Zusammen mit dem Handbüchlein der Morals des Epiktet (den Marc Aurel einige Male zitiert) hat der vorliegende Text unser Bild der Stoa als einer ethisch-moralischen Lehre der Selbstoptimierung entscheidend geprägt. Allerdings: Jenseits seines Rufs, von einem Philosophen auf dem Kaiserthron geschrieben zu sein, finde ich, offen gesagt, wenig, das den bis heute andauernden Nachruhm der Wege zu sich selbst (oder auch Selbstbetrachtungen, was aber nicht ganz dem Inhalt entspricht) rechtfertigen würde.

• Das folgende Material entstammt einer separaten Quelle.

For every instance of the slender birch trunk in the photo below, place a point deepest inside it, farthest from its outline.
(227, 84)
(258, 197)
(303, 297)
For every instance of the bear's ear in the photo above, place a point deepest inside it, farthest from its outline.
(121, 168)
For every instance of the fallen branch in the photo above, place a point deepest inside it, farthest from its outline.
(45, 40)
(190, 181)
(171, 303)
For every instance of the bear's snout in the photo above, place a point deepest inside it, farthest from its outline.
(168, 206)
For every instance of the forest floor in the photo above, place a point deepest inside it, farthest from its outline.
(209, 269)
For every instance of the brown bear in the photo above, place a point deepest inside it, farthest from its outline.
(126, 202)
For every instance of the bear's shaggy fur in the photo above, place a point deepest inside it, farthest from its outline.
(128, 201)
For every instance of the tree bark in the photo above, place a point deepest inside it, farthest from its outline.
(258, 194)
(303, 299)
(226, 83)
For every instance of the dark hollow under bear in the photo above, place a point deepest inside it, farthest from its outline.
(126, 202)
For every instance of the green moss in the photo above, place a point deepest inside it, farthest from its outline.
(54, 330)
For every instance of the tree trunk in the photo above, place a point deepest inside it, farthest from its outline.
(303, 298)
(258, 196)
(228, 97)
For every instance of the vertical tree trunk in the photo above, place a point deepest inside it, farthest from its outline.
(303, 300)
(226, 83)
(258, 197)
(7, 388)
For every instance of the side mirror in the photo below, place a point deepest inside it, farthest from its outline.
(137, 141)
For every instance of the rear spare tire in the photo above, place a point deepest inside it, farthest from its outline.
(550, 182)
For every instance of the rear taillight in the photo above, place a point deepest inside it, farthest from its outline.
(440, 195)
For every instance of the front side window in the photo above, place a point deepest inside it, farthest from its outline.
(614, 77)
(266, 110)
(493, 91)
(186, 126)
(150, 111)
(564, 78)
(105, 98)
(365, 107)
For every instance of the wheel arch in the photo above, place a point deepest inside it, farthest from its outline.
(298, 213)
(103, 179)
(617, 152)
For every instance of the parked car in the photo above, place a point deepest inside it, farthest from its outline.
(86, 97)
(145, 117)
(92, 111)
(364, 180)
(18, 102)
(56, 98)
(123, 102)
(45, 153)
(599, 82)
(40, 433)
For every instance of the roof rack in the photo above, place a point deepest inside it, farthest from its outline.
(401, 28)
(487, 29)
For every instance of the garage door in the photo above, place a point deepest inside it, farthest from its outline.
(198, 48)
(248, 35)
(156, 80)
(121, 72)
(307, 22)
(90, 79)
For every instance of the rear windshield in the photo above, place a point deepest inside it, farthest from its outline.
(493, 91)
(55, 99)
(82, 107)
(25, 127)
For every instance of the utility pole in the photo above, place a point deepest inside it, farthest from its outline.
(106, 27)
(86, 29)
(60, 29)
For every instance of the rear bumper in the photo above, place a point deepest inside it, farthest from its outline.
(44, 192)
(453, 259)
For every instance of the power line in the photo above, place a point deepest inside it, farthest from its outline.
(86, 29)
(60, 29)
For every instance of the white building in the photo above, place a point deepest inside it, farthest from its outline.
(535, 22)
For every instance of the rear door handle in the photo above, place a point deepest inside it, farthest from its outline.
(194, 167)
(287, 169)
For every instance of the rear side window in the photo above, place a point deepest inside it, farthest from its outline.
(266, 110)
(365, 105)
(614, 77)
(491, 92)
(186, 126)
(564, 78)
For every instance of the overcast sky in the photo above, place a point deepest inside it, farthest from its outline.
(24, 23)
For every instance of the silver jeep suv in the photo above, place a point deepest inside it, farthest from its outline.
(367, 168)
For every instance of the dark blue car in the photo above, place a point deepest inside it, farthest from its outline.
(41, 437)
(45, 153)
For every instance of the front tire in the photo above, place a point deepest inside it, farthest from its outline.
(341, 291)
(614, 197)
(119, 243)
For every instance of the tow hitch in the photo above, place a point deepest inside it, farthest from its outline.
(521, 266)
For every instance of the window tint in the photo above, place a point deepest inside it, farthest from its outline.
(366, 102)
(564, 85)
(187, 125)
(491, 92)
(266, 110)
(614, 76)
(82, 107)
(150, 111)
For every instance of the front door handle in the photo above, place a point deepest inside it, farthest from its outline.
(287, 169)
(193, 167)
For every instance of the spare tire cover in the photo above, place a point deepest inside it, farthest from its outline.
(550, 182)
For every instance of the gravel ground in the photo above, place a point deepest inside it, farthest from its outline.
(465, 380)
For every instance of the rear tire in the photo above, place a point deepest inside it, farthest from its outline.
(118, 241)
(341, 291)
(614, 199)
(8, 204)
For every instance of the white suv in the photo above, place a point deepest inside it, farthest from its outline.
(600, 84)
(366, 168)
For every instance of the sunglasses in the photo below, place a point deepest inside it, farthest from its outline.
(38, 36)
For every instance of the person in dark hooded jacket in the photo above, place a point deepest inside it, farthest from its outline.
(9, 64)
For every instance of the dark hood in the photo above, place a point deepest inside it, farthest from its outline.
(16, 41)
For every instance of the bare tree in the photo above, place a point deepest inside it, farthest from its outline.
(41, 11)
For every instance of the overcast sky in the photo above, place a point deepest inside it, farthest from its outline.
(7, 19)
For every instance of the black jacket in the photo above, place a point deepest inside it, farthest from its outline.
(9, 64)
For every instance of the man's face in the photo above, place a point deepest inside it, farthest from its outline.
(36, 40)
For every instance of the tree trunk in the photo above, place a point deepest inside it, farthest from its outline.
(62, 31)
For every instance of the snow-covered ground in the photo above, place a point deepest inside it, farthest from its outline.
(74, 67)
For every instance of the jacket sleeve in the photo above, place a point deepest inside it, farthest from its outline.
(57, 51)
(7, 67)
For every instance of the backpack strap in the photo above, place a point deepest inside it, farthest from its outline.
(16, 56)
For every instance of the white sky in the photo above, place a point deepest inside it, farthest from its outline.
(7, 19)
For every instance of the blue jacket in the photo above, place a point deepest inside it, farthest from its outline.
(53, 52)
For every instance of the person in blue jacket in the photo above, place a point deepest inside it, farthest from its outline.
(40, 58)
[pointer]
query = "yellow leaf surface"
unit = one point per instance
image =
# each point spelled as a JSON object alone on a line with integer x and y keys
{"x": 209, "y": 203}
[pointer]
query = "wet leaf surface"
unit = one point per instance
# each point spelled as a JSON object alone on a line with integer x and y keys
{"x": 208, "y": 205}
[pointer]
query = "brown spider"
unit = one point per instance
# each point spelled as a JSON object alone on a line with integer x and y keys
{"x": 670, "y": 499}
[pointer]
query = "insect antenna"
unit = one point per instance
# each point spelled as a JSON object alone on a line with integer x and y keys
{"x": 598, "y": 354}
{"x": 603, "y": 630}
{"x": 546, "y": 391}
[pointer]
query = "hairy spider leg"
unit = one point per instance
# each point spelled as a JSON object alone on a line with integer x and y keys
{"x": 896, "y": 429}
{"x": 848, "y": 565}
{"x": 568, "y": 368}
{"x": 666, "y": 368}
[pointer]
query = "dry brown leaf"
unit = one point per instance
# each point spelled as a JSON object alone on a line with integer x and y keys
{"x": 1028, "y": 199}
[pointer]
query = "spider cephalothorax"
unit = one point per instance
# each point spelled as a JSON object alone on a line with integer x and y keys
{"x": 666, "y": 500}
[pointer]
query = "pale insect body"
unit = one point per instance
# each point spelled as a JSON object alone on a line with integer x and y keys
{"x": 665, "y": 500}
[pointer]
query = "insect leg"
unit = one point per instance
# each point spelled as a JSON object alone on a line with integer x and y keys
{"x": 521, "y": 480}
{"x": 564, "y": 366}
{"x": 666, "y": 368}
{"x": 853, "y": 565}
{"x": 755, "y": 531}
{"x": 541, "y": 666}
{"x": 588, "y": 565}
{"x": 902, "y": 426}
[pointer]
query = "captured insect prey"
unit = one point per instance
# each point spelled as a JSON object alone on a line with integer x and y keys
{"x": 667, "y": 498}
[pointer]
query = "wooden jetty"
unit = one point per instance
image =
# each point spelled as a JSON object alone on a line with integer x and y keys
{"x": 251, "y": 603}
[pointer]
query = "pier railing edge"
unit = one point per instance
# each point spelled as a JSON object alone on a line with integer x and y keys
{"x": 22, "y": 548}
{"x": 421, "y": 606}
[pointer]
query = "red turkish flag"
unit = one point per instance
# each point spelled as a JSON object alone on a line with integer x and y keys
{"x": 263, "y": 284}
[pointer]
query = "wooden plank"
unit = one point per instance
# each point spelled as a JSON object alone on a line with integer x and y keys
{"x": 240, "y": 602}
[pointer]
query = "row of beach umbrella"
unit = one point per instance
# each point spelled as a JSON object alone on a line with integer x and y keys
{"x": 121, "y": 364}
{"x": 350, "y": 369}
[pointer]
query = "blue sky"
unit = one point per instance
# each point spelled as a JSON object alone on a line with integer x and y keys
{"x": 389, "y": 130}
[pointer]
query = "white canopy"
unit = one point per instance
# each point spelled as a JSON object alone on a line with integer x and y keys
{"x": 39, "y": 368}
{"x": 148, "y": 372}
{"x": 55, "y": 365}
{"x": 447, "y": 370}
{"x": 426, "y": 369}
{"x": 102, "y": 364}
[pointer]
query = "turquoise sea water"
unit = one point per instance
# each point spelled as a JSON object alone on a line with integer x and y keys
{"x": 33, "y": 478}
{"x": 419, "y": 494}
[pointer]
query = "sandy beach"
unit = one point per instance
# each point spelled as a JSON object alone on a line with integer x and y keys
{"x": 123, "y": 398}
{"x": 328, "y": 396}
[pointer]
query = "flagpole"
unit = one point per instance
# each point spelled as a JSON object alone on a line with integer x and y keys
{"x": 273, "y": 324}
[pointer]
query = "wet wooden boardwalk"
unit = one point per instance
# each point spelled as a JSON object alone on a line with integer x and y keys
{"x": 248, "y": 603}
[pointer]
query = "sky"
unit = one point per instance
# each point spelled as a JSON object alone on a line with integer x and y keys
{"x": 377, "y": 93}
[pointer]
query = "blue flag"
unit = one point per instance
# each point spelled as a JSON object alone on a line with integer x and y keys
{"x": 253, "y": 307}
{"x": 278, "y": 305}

Gelesen in folgender Version:

Marc Aurel: Wege zu sich selbst. Herausgegeben und übertragen von Willy Theiler. Zürich: Artemis, 1984.

1 Reply to “Marc Aurel: Wege zu sich selbst”

  1. Gewiss, viel edelmütige Gesinnung, um so beachtlicher bei einem Herrscher, aber noch mehr die übliche stoische Litanei, wonach so ziemlich alles, was einem an Misslichem geschehen kann, „kein Übel“ wäre, wie üblich mit durchsichtigen Sophismen nicht begründet, sondern nur behauptet. Übrigens hätte der Kaiser, wie einige andere zu einem vagen Monotheismus tendierende Paganen, sich irgendwann entschließen sollen, ob er „die Götter“ oder „Gott“ für die weise Weltordnung loben wollte. Dieses unentschiedene Hin und Her nervt.